Supporting Mods and Performance Expectations
To get the most from the TD05H-20G, consider upgrading the intercooler to a bar-and-plate unit with at least 3-inch core thickness. A larger radiator and oil cooler are also wise, especially if tracking the car. The TD05H-20G on a K24 platform can produce 350-450 whp depending on boost level and camshaft choice. With a K20A2 head and Type-S cams, expect around 350 whp at 18 psi. With K24 bottom end and aggressive cams, over 400 whp is achievable. The turbo spools relatively well for its size — full boost by 3800-4200 RPM on a 2.4L engine, making it a strong street turbo. However, boost threshold is higher on a 2.0L K20, around 4500 RPM. Use a proper boost controller, either electronic or mechanical, to dial in your desired boost curve.
Common Mistakes to Avoid
- Inadequate oil drainage: Using too small a drain line or a kinked hose will blow oil seals. Always use -10AN or larger.

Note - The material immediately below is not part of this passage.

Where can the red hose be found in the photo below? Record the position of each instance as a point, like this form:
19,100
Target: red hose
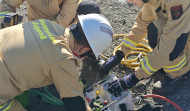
163,98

- Over-tightening hardware: Stripping threads in the aluminum manifold or turbo is common. Use a torque wrench.
- Skipping the restrictor: Delivering full oil pressure to a journal bearing turbo can cause smoke at idle. Install a 0.040-0.060 restrictor.
- Ignoring heat management: Unshielded oil and coolant lines near the turbine can boil or degrade. Wrap lines or use heat shield.
- Using cheap couplers and T-bolt clamps: Boost leaks waste performance. Invest in quality silicone hoses and constant tension clamps.
External Resources for Further Reading
For additional details on the Mitsubishi TD05H-20G turbo specifications, refer to the manufacturer’s page: BorgWarner Turbo Technical Specs (formerly Mitsubishi Heavy Industries). For K-series specific turbo installation guides, see the K20A.org forum discussion on TD05H-20G builds. For tuning advice, consult Hondata’s Turbo Tuning Basics.
Final Thoughts
Installing the Mitsubishi TD05H-20G on a K-series engine is a proven path to reliable mid-range horsepower. By following proper installation procedures, using quality components, and investing in professional tuning, you can achieve a powerful and durable setup. Remember that every detail — from torque specs to line routing — matters. Take your time, double-check your work, and enjoy the added performance of your turbocharged K-series.